For Emperor and Country, or Love and Family? Zimei (子美) is faced with a bleak future. Despite his great potential and hailing from an illustrious lineage, he serves his Emperor as a lowly Tang Dynasty official, having failed the Imperial Examinations twice. He sets out on a lifelong journey, seeking out first hermits and sages, then peace and home while documenting in verse the sufferings unleashed by civil war, sealing a friendship with the infamous Li Bai that will leave a remarkable legacy to Chinese literature.
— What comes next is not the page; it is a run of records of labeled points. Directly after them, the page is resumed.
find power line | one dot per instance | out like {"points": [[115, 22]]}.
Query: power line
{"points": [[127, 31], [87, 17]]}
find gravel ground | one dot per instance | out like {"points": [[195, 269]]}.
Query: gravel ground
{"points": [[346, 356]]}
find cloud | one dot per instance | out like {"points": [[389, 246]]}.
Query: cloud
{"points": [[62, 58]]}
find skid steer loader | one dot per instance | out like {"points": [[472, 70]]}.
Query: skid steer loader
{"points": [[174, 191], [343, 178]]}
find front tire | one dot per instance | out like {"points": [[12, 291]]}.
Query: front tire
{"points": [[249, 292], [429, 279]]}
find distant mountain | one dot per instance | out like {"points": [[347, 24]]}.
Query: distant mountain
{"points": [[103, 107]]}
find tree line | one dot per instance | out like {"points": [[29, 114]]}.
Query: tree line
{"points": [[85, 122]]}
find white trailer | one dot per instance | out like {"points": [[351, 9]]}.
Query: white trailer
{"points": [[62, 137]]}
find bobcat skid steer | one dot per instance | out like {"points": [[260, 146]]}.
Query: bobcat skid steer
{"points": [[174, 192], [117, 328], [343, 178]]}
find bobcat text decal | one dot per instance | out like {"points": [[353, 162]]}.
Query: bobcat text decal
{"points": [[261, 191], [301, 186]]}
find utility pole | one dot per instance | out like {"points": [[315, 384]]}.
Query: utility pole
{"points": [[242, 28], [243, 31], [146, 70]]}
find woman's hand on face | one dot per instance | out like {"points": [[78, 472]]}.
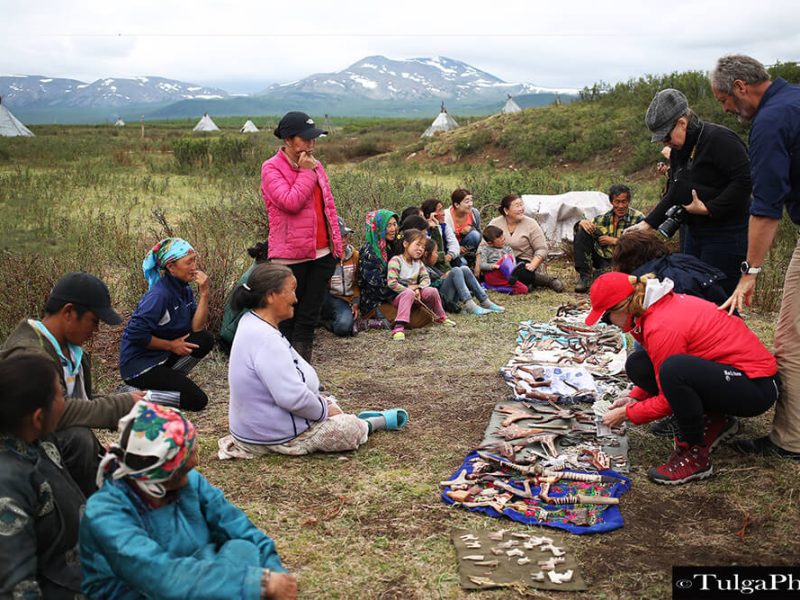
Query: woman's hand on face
{"points": [[201, 279], [306, 161], [181, 347], [615, 416], [281, 586]]}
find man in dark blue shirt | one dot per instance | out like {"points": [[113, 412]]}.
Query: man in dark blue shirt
{"points": [[743, 87]]}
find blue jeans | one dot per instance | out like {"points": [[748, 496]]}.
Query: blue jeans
{"points": [[461, 284], [723, 247], [471, 241], [337, 316]]}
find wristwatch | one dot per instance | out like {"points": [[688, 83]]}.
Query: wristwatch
{"points": [[747, 269]]}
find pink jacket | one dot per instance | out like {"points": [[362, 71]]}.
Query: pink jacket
{"points": [[289, 196]]}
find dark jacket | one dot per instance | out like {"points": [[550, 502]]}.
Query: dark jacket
{"points": [[689, 274], [165, 311], [714, 162], [102, 412], [372, 277], [40, 508]]}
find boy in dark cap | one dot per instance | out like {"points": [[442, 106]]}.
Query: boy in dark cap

Zimei's story is the life of Du Fu (杜甫, 712-770), China’s first poet-historian and the nation’s greatest poet, reimagined in this epic debut novel by multi-award-winning author Boey Kim Cheng. “Subdued and sensitive. The triumphs and sorrows of one of China’s greatest poets are narrated with grace and autumnal beauty.” —Tan Twan Eng, Man Asian Literary Prize-winning author of The Garden of Evening Mists
Author

Boey Kim Cheng is a multi-award winning Singapore-born poet, and a 1996 recipient of the National Arts Council’s Young Artist Award. He emigrated to Australia in 1997, but returned in 2013 as one of Nanyang Technological University's writers-in-residence; he is currently Associate Professor in the NTU Division of English. He has published five collections of poetry, including Clear Brightness, which was selected by The Straits Times as one of the Best Books of 2012. His writing is frequently studied in tertiary and university institutions in Singapore and abroad. Boey co-founded Mascara Literary Review in 2007, the first Australian literary journal to promote Asian Australian writing, and in 2013 co-edited the groundbreaking anthology Contemporary Asian Australian Poets. In 2017, Epigram Books reissued his celebrated travel memoir Between Stations, and released his first novel, Gull Between Heaven and Earth, on the life of the Tang Dynasty poet Du Fu.